Urban Anxieties in the Global South

Wednesday, 16 August, 2017 - 09:30

This workshop is premised upon a very basic reality: to feel anxiety about the global south is very different to feeling anxiety in the global south. The dominant discourse about urban life in the south essentially views its megacities as large problems to quantify and to solve. We propose an alternative approach: a focus on global south urban subjectivities and an attempt to map experiences of contemporary urban anxiety in the global south.

We live in an age of free-floating anxiety. Popular media, culture and politics are awash with concern about the future of economies, of democracy, of modernity, of the planet. The ‘global south’ features strongly in these anxieties. Across the world, media and political discourses repeat the notion that global-south cities are deeply enmeshed in continuing crises around movement, terrorism and the environment. In many of these narratives the global south features as the bogeyman in a northern imaginary, with anxieties about politics, migration and trade from the south leading to rightwing backlash in the north. But what about the south’s own imaginary? What keeps us up at night in the megacities of the global south?

The programme draws together perspectives from a variety of disciplines and methodologies to initiate a contemporary conversation around discourse, narrative, subjectivity and individual experience as they relate to anxious global south cities. It is intended to facilitate the development of a network of researchers in the south.

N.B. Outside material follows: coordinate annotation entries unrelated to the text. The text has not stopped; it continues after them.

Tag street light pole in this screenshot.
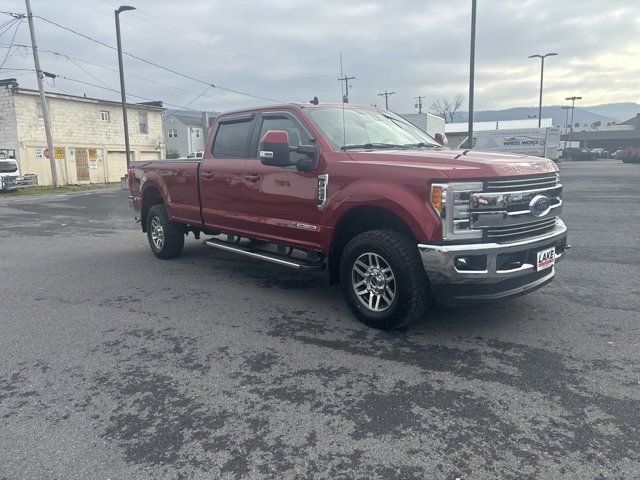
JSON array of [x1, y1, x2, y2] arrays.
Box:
[[529, 52, 558, 128], [467, 0, 476, 149], [25, 0, 60, 187], [115, 5, 136, 170], [560, 105, 571, 150], [565, 95, 582, 148]]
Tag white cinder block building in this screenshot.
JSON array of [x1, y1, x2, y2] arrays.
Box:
[[0, 79, 165, 185]]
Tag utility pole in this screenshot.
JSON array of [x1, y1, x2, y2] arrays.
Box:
[[529, 53, 558, 128], [467, 0, 476, 148], [565, 95, 582, 148], [115, 5, 135, 167], [378, 90, 396, 110], [338, 52, 356, 103], [24, 0, 58, 187]]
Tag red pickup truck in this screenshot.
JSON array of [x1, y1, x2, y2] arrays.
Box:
[[129, 104, 569, 329]]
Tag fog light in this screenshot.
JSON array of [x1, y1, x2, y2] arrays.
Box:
[[454, 255, 487, 272], [456, 257, 469, 270]]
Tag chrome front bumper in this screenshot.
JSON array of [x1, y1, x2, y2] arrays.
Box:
[[418, 219, 570, 304]]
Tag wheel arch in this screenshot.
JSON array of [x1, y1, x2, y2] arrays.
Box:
[[329, 205, 418, 285], [140, 185, 166, 233]]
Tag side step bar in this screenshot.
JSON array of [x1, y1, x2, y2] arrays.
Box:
[[204, 239, 324, 271]]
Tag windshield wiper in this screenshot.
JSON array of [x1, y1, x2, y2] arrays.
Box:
[[340, 143, 406, 150], [403, 142, 440, 148]]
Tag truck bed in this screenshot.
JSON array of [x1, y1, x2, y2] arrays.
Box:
[[129, 159, 202, 225]]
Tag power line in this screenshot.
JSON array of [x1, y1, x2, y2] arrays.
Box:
[[0, 43, 237, 104], [378, 90, 396, 110], [0, 19, 22, 70], [29, 15, 283, 103], [53, 72, 188, 110], [92, 0, 331, 78]]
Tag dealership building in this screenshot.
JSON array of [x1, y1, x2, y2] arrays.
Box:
[[0, 79, 165, 185]]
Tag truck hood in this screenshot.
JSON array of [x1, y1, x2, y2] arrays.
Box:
[[348, 148, 558, 179]]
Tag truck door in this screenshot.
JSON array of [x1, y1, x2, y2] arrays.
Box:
[[245, 111, 323, 248], [199, 114, 255, 231]]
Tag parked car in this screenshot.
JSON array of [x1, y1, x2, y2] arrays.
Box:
[[0, 158, 20, 192], [129, 104, 569, 329], [591, 148, 609, 158], [562, 148, 598, 161], [622, 147, 640, 163]]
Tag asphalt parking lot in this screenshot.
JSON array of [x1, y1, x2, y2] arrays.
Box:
[[0, 161, 640, 479]]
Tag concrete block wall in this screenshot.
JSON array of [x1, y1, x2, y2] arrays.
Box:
[[13, 91, 165, 185]]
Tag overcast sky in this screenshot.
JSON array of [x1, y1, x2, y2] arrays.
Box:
[[0, 0, 640, 113]]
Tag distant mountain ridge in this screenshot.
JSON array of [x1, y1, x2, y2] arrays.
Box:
[[454, 102, 640, 127]]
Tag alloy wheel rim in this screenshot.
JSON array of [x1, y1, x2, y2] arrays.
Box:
[[151, 217, 164, 250], [351, 252, 396, 312]]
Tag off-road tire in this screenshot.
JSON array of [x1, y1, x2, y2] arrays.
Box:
[[340, 230, 430, 330], [147, 205, 184, 260]]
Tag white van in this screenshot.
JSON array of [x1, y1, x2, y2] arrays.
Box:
[[0, 158, 20, 192]]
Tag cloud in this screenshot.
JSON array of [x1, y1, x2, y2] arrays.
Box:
[[0, 0, 640, 112]]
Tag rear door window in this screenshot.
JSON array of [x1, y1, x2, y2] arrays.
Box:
[[212, 118, 253, 158]]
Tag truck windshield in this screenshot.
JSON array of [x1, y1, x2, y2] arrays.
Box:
[[0, 160, 18, 173], [308, 107, 440, 150]]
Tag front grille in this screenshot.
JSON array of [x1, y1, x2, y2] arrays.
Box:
[[485, 173, 559, 192], [485, 217, 556, 242]]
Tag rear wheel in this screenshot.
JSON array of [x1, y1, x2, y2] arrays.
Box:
[[340, 230, 429, 330], [147, 205, 184, 260]]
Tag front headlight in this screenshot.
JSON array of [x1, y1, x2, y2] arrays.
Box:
[[430, 182, 483, 240]]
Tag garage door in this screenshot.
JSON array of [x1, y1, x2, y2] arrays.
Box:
[[107, 150, 134, 182], [140, 150, 160, 160]]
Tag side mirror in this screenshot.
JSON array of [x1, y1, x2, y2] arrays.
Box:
[[260, 130, 291, 167], [434, 133, 449, 147]]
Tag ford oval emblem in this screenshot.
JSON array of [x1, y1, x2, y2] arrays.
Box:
[[529, 195, 551, 217]]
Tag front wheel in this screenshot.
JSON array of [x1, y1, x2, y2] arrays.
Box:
[[340, 230, 429, 330], [147, 205, 184, 260]]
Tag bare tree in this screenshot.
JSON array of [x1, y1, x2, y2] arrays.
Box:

On Wednesday, the workshop considers various anxieties: spacial, social, technolocal and the anxiety of the elites in urban cities.

Thursday’s morning sessions discuss migration and insecurity. At lunch, Wits Press and WiSER will hold the book launch of Remains of the Social by Derek Hook, Ross Truscott, Maurits van Bever Donker. The afternoon will end with a final session on spacial anxiety followed by drinks.

This is a joint project by Wits Media Studies and WISER.